In 1977, a research submarine near the Galapagos Islands discovered a number of thriving ecosystems down on the ocean floor, living alongside hydrothermal vents. Later expeditions found that these vents were host to a number of organisms, including giant tube worms and albino crabs, that survived off of heat-loving chemosynthetic microbes. The discovery of life near this adverse environment led Gold to reconsider the established interpretation of biogenic petroleum formation. Gold believed that "biology is just a branch of thermodynamics" and that the history of life is just a "a gradual systematic development toward more efficient ways of degrading energy". The logic of the Abiogenic formation of oil was clear to Gold but not so to the vast majority of scientists around the world with the exception of the Russians, who, as Gold was to later discover, had taken the same path as him many years before. He was accused of plagiarism but rightly pointed out that he had no knowledge of the Russian research given that scientific papers, worldwide, are only published in English and the Russian papers regarding Abiogenic theory was never translated until the iron curtain came down. He was however delighted they had been on the same path as it lent weight to his own work on the subject.
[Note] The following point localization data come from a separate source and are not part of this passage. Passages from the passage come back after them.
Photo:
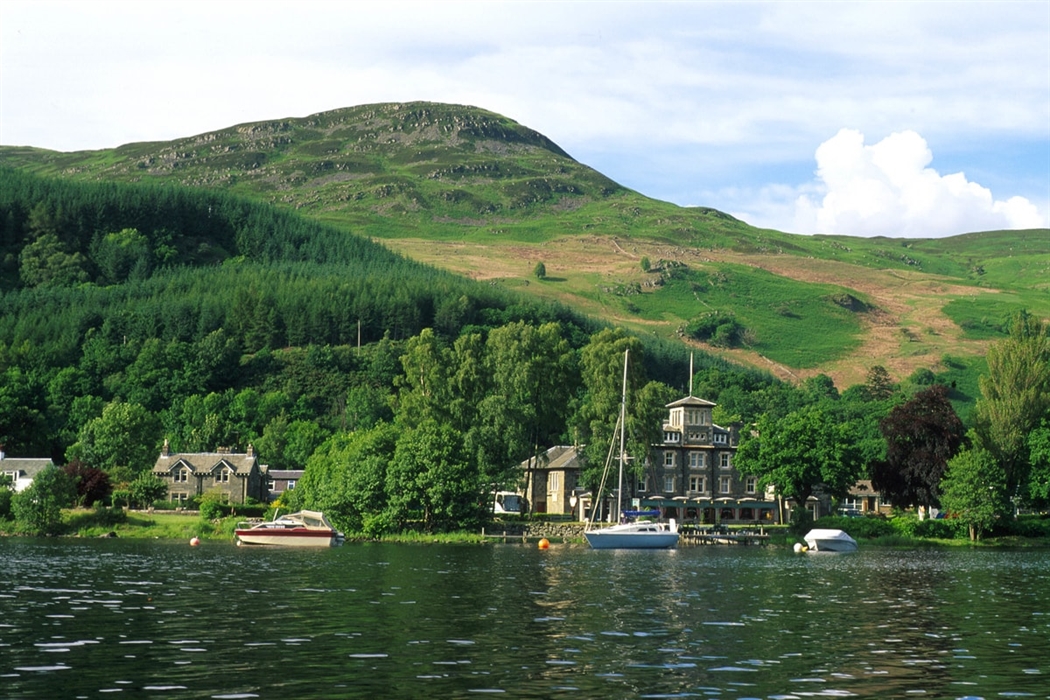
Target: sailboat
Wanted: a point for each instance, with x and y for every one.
(629, 533)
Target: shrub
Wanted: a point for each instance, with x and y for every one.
(940, 529)
(211, 510)
(718, 327)
(5, 503)
(109, 516)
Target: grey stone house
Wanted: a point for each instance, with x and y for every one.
(691, 476)
(236, 476)
(21, 470)
(550, 482)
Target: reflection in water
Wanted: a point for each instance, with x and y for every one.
(91, 618)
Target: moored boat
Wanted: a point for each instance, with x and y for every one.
(639, 534)
(830, 541)
(631, 533)
(306, 528)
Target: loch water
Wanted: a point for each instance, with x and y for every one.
(112, 618)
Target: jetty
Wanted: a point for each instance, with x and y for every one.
(693, 534)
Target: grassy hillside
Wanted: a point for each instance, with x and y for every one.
(480, 195)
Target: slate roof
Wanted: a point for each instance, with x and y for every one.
(242, 464)
(691, 401)
(26, 467)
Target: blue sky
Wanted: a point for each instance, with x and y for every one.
(897, 119)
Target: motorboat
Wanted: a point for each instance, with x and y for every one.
(632, 532)
(830, 541)
(306, 528)
(639, 534)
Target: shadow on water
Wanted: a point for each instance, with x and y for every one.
(91, 618)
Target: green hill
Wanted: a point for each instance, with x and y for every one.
(482, 196)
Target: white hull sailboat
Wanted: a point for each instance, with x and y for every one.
(830, 541)
(632, 534)
(306, 528)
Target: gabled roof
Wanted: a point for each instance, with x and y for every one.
(691, 401)
(286, 473)
(24, 466)
(206, 462)
(559, 458)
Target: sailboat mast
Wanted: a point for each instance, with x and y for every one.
(623, 431)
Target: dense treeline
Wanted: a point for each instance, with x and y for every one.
(56, 232)
(134, 314)
(216, 321)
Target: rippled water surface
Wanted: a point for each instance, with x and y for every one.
(147, 619)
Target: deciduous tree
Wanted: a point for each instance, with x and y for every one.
(805, 450)
(38, 509)
(921, 436)
(1014, 396)
(974, 490)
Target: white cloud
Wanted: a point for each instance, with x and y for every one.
(886, 189)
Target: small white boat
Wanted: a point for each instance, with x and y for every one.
(830, 541)
(306, 528)
(641, 534)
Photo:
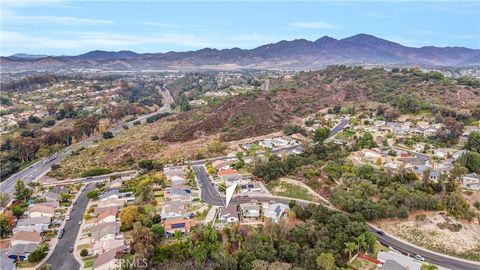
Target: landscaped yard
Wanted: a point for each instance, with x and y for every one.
(281, 188)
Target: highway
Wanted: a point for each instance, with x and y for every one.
(61, 257)
(41, 167)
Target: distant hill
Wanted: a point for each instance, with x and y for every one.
(361, 49)
(27, 56)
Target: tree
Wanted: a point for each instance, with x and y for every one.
(130, 214)
(473, 142)
(22, 193)
(471, 160)
(84, 252)
(143, 242)
(107, 135)
(39, 253)
(158, 229)
(349, 248)
(64, 197)
(366, 141)
(321, 134)
(6, 224)
(4, 198)
(326, 261)
(93, 195)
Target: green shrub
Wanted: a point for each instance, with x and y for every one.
(96, 171)
(84, 252)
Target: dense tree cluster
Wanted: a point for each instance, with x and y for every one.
(376, 194)
(320, 239)
(275, 167)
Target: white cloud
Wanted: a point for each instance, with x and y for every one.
(11, 18)
(379, 15)
(314, 25)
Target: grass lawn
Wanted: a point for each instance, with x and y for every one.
(347, 133)
(26, 164)
(88, 264)
(378, 247)
(149, 208)
(289, 190)
(359, 263)
(86, 246)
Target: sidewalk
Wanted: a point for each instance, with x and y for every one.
(54, 241)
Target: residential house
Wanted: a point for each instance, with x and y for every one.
(275, 211)
(53, 204)
(116, 184)
(229, 214)
(250, 187)
(221, 165)
(106, 245)
(176, 194)
(224, 173)
(182, 225)
(471, 181)
(177, 181)
(434, 175)
(99, 210)
(108, 260)
(231, 179)
(41, 211)
(6, 263)
(50, 195)
(110, 194)
(20, 252)
(173, 209)
(104, 231)
(25, 237)
(250, 210)
(36, 224)
(109, 215)
(458, 154)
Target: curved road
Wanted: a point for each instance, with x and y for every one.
(61, 257)
(41, 167)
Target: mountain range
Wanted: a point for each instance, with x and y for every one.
(361, 49)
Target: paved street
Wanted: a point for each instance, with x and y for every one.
(61, 257)
(208, 194)
(41, 167)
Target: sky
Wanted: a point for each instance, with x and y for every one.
(57, 27)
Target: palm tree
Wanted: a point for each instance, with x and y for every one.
(349, 248)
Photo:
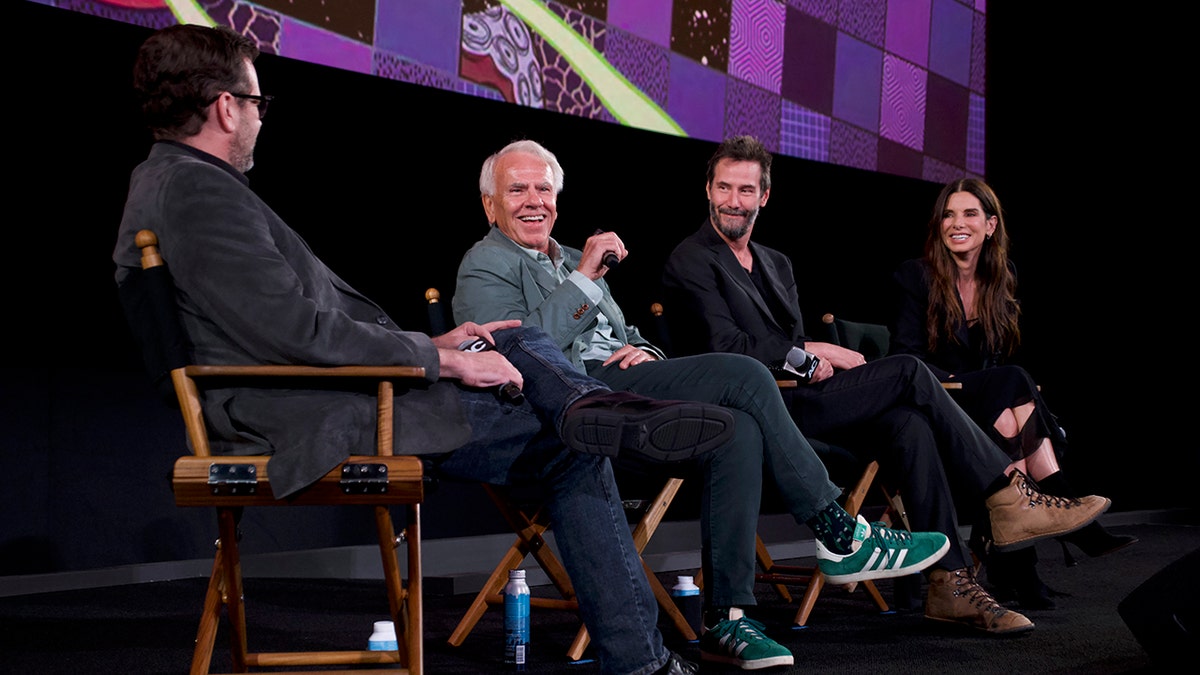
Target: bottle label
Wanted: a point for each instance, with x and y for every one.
(516, 627)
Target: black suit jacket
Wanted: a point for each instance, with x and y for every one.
(717, 306)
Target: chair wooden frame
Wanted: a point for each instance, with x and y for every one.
(531, 527)
(529, 542)
(232, 483)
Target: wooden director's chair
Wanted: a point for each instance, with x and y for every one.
(229, 484)
(531, 524)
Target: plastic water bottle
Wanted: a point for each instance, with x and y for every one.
(383, 638)
(516, 620)
(687, 597)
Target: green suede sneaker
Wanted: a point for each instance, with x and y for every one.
(881, 553)
(741, 641)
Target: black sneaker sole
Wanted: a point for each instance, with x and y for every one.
(671, 434)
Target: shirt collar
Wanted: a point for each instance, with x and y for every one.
(211, 159)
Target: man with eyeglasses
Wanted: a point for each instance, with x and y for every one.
(250, 291)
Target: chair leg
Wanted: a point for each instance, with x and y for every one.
(415, 629)
(233, 591)
(207, 634)
(768, 568)
(406, 605)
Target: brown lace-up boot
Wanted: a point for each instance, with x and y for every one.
(957, 597)
(1023, 514)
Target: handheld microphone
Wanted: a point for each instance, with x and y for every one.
(610, 260)
(509, 393)
(802, 363)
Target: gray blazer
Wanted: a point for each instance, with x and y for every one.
(250, 291)
(497, 280)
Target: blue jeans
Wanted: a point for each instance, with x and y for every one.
(520, 446)
(766, 441)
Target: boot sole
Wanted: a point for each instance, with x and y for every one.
(973, 628)
(1018, 544)
(672, 434)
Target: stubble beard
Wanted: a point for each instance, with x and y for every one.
(733, 232)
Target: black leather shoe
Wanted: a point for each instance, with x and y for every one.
(678, 665)
(661, 431)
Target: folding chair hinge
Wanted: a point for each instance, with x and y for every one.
(364, 478)
(233, 478)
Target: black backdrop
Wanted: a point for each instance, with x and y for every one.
(381, 178)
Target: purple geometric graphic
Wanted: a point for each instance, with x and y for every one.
(865, 19)
(947, 106)
(803, 133)
(301, 41)
(949, 41)
(856, 95)
(696, 99)
(809, 59)
(852, 147)
(909, 30)
(976, 135)
(756, 42)
(642, 63)
(423, 30)
(649, 21)
(903, 114)
(754, 111)
(897, 159)
(979, 53)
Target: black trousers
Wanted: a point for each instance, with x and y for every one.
(894, 410)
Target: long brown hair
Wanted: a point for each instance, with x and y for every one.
(995, 284)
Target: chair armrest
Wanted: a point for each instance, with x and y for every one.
(367, 371)
(187, 392)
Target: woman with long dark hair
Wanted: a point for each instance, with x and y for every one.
(957, 309)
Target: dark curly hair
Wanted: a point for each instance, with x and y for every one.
(180, 70)
(995, 282)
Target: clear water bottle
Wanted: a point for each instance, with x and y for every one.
(516, 620)
(687, 597)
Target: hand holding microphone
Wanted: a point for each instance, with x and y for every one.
(802, 363)
(508, 393)
(610, 260)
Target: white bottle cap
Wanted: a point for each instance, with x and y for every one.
(384, 637)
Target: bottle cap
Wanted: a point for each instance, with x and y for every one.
(384, 637)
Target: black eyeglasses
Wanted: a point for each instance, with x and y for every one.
(259, 100)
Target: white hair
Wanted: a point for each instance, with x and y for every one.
(487, 174)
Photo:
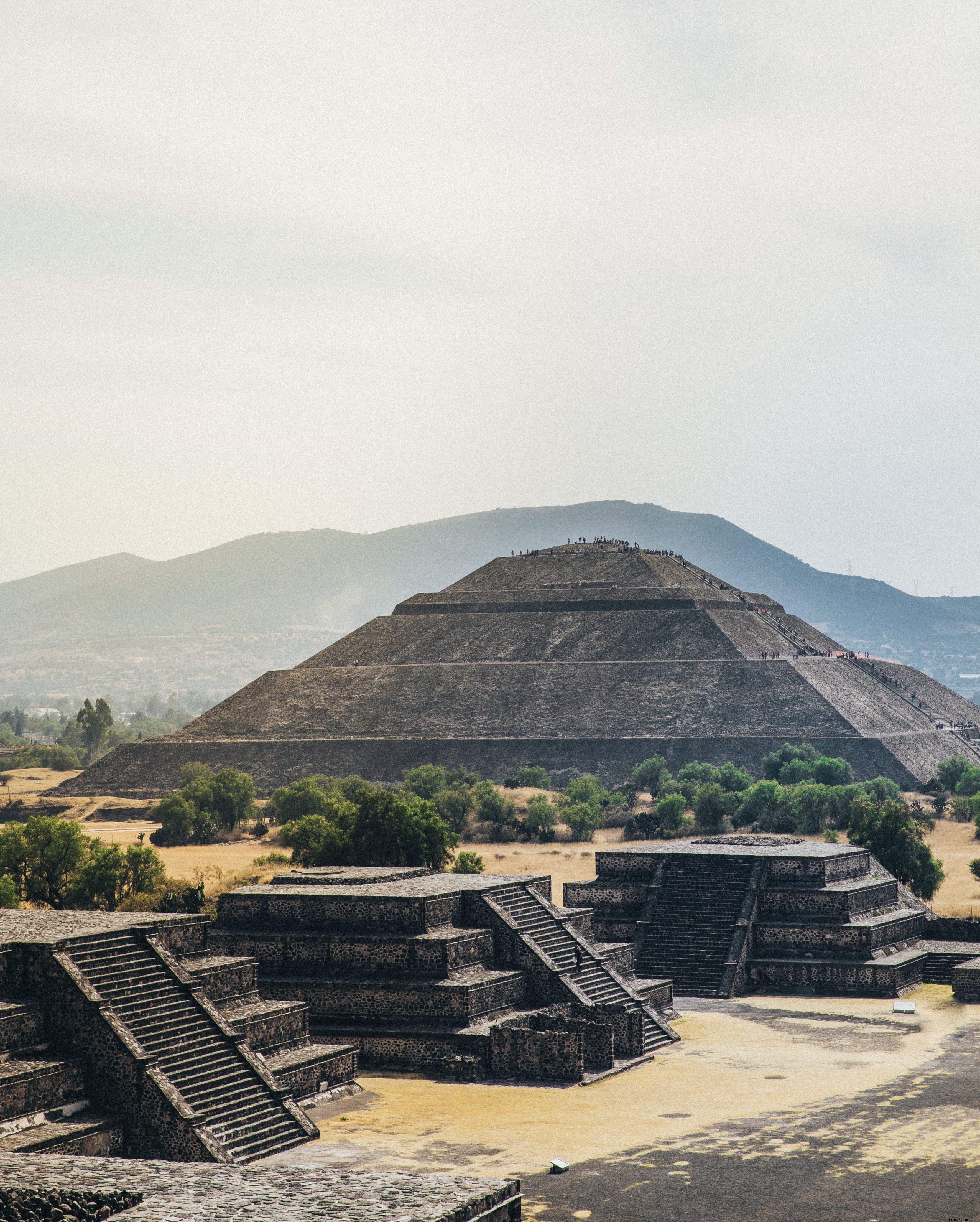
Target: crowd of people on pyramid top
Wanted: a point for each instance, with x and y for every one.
(620, 544)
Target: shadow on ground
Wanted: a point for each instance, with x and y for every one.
(907, 1150)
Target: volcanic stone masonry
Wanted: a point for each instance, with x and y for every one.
(734, 915)
(587, 658)
(163, 1037)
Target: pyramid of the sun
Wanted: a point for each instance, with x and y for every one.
(585, 659)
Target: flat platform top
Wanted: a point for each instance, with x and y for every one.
(349, 875)
(214, 1192)
(730, 846)
(43, 926)
(405, 889)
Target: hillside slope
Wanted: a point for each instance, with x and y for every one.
(217, 619)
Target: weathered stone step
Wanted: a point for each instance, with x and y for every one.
(313, 1068)
(38, 1086)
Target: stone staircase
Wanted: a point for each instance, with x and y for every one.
(698, 908)
(203, 1064)
(42, 1100)
(278, 1032)
(538, 922)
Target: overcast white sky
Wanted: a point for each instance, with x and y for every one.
(278, 266)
Gold suggested that coal and crude oil deposits have their origins in natural gas flows which feed bacteria living at extreme depths under the surface of the Earth; in other words, oil and coal are produced through tectonic forces, rather than from the decomposition of fossils. At the beginning of the paper, Gold also referred to hydrothermal vents that pump bacteria from the depth of the earth towards the ocean floor in support of his views. The fact that bacteria can live in such temperatures and under such pressure goes a long way to making Gold’s contentions a more than reasonable hypotheses but still, to this day, is ignored by the establishment. Had he still been alive it may be a different story. He was a fearless contender in the scientific world and many a lesser scientist who opposed his views will be less than upset at his demise.

The extremely wealthy on this planet have a very different agenda to the rest of us and see us as useless mouths to feed. Cheap oil would cut into their long term plans for our planet and make it that much harder to maintain their depopulation programs that, in many parts of the world, are only now beginning to kick in. Certain knowledge that oil is in fact a renewable commodity would not help their long term plans at all. The mass media has done a very good job at hiding this kind of information from the general population and would continue to deny it as a fact if all the old and dried out oil wells around the world were suddenly found to be filling up again. The fact is they do fill up again and old estimates as to the amounts of oil contained in oil reservoirs beneath the soil are constantly being revised as they seem to keep giving.